For the Catholic Church, prayer in the “spirit of Assisi” is based on the solid foundation set out in the Second Vatican Council’s Declaration Nostra Aetate, namely, the renewal of the relationship between the Catholic Church and other religions. Today we celebrate the 60th anniversary of the promulgation of this Declaration, which took place on 28 October 1965.
Together we reaffirm our commitment to dialogue and to fraternity, a commitment desired by the Council Fathers that has borne much fruit. In the words of the Council: “We cannot truly pray to God as Father of all if we treat any people as other than sisters and brothers, for all are created in God’s image” (Declaration on the Relationship of the Church to Non-Christian Religions Nostra Aetate, 5). All believers are brothers and sisters. And religions, as “mothers,” must encourage peoples to treat each other as family, not as enemies. For “humanity forms but one community. This is so because all stem from one stock” (ibid., 1).
Last year, when you met in Paris, Pope Francis wrote to you, stating: “We must keep religions from giving in to the temptation to become a means of fueling forms of nationalism, ethnocentrism and populism. Wars only escalate. Woe to those who try to drag God into taking sides in wars!” I would like to make these words my own and firmly repeat them: war is never holy; only peace is holy, because it is willed by God!
In the power of prayer, with hands raised to heaven and open to others, we must ensure that this period of history, marked by war and the arrogance of power, soon comes to an end, giving rise to a new era. We cannot allow this period to continue. It shapes the minds of people who grow accustomed to war as a normal part of human history. Enough! This is the cry of the poor and the cry of the earth. Enough! Lord, hear our cry!
The Venerable Giorgio La Pira, a witness to peace, wrote the following to Saint Paul VI while serving in politics during challenging times: “We long for a different era of world history: the era of negotiation, the era of a new world without war.” Today, more than ever, these words can serve as a guide for humanity.
The culture of reconciliation will overcome the current globalization of powerlessness, which seems to tell us that another era is impossible. Yes, dialogue, negotiation and cooperation are capable of addressing and resolving the tensions that arise in situations of conflict. They must do so!
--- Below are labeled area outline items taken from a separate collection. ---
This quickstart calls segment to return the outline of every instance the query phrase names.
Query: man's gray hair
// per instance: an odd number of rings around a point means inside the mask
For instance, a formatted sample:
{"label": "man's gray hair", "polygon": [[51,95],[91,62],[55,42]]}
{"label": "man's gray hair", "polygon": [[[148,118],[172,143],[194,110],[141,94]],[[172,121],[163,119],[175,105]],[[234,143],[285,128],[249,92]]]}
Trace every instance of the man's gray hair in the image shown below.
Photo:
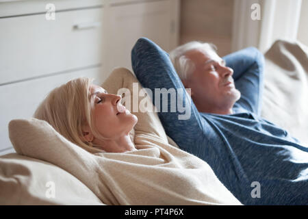
{"label": "man's gray hair", "polygon": [[185,55],[186,53],[200,48],[210,49],[215,52],[217,51],[217,47],[212,43],[192,41],[179,46],[170,52],[170,59],[181,80],[186,79],[195,68],[194,62]]}

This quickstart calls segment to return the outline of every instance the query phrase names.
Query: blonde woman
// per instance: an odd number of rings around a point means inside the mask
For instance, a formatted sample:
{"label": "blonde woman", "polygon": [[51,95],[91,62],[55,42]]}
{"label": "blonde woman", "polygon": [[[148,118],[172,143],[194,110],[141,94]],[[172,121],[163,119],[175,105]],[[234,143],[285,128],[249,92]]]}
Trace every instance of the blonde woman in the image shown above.
{"label": "blonde woman", "polygon": [[[90,155],[83,152],[82,159],[58,148],[57,151],[62,153],[57,157],[62,157],[60,167],[90,185],[88,187],[104,203],[241,204],[206,162],[168,144],[155,112],[142,112],[144,109],[139,109],[132,114],[122,105],[121,96],[115,94],[118,89],[132,91],[133,83],[138,84],[139,90],[142,89],[129,70],[115,70],[103,88],[92,82],[88,78],[78,78],[55,88],[34,116],[47,121],[67,140],[90,152]],[[133,95],[126,98],[132,100]],[[45,149],[52,156],[57,153]],[[43,156],[49,161],[51,155]],[[66,164],[65,159],[68,162],[80,161],[80,170],[76,170],[76,165]],[[95,162],[88,162],[92,159]],[[80,171],[90,163],[97,164],[91,168],[94,172],[87,170],[81,175]],[[88,175],[91,177],[84,177]]]}
{"label": "blonde woman", "polygon": [[120,96],[108,94],[92,81],[78,78],[54,89],[34,117],[90,152],[136,150],[129,131],[137,117],[120,103]]}

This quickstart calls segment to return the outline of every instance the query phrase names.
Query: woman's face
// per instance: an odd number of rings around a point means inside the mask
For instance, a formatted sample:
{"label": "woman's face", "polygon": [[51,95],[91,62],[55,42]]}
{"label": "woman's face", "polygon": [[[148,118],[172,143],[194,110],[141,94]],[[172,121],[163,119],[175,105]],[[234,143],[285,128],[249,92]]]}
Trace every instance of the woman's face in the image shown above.
{"label": "woman's face", "polygon": [[138,118],[120,103],[121,96],[108,94],[94,84],[91,85],[90,92],[94,98],[92,112],[97,130],[110,139],[128,134],[137,123]]}

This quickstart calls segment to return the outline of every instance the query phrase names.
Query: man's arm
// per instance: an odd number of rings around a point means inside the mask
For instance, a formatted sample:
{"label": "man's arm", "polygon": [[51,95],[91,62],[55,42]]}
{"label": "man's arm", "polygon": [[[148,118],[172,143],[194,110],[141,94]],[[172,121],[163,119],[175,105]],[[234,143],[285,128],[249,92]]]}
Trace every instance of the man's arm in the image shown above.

The necessary forums and people exist. “To put an end to war is a solemn duty before God incumbent on all those holding political responsibilities. Peace is the priority of all politics. God will ask an accounting of those who failed to seek peace, or who fomented tensions and conflicts. He will call them to account for all the days, months and years of war.”
As religious leaders, this is the heartfelt appeal that we make to those in positions of government. We share the desire for peace for all peoples. We are the voice of those who are not heard and the voiceless. We must “dare peace”!
Even if the world turns a deaf ear to this appeal, we are certain that God will hear our prayer and the cries of so many who suffer. God wants a world without war. He will free us from this evil!